Suppose that we have a Brownian motion and we define the P-augmented filtration by
$$\mathcal{F}^W_t:=\sigma(\mathcal{F}^0_t \cup \mathcal{N})$$
where $\mathcal{F}_t^0:=\sigma(W_s;s\le t)$ and $\mathcal{N}:=\{B\subset \Omega|\exists A\in\mathcal{F}^0_\infty \mbox{ with }B\subset A \mbox{ and } P(A)=0\} $
Now suppose we have an equivalent measure of Girsanov type, i.e. the density has the form $$ \frac{dQ}{dP}=\mathcal{E}(\gamma \cdot W)$$
where $\mathcal{E}$ is the stochastic exponential. Moreover to be an equivalent measure we assume that $\mathcal{E}(\gamma\cdot W)_\infty >0$ and it is an uniformly integrable martingale. Hence we know, $W^*=W-\int\gamma ds$ is a $Q$-Brownian Motion. If we now define the Q-augmented filtration of $W^*$, is this the same as the P-augmented filtration for $W$, i.e.

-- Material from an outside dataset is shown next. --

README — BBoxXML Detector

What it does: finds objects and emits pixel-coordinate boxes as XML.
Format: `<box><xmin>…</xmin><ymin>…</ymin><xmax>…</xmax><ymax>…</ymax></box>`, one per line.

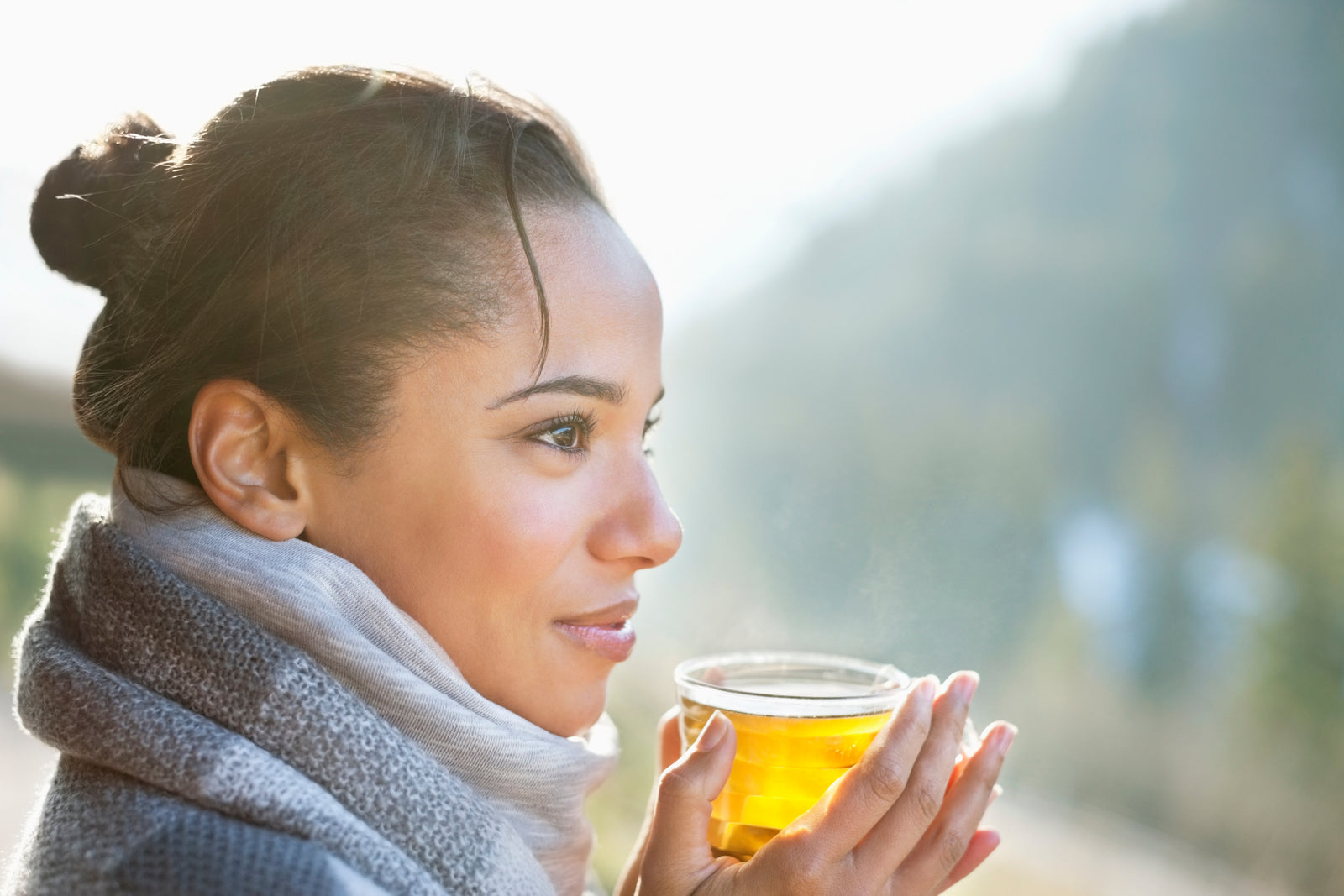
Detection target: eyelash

$$\mathcal{F}^W_t=\mathcal{F}^{W^*}_t$$
If $\gamma$ would be deterministic, I would intuitively say yes, but $\gamma$ is usually assumed to be an predictable process, so I'm not sure about it.
As motivation:
This question shows up in a script about mathematical finance: Let $(\Omega,\mathcal{F},\{\mathcal{F}_t^W\},P)$ be a filtered prob. space. Suppose we have equivalent martingale measure for all the risky asset $S^1,\dots,S^n$, i.e. $Q$ is equivalent to $P$ and under $Q$, every $S^i$ is a martingale. We had the following martingale representation theorem:
let $(\Omega,\mathcal{F},(\mathcal{F}_t^W),P)$ as above, then every local $P$ martingale $M$ has a continuous version and there exists a pred. process $b$(nice enough) such that
$$ M(t)=M(0)+\int_0^t b(s)dW(s)$$
Am I right about the following: Saying that $Q$ is an EMM, means $S^i$ is a martingale with respect to $Q$ and the filtration given in the setup, here $(\mathcal{F}_t^W)$?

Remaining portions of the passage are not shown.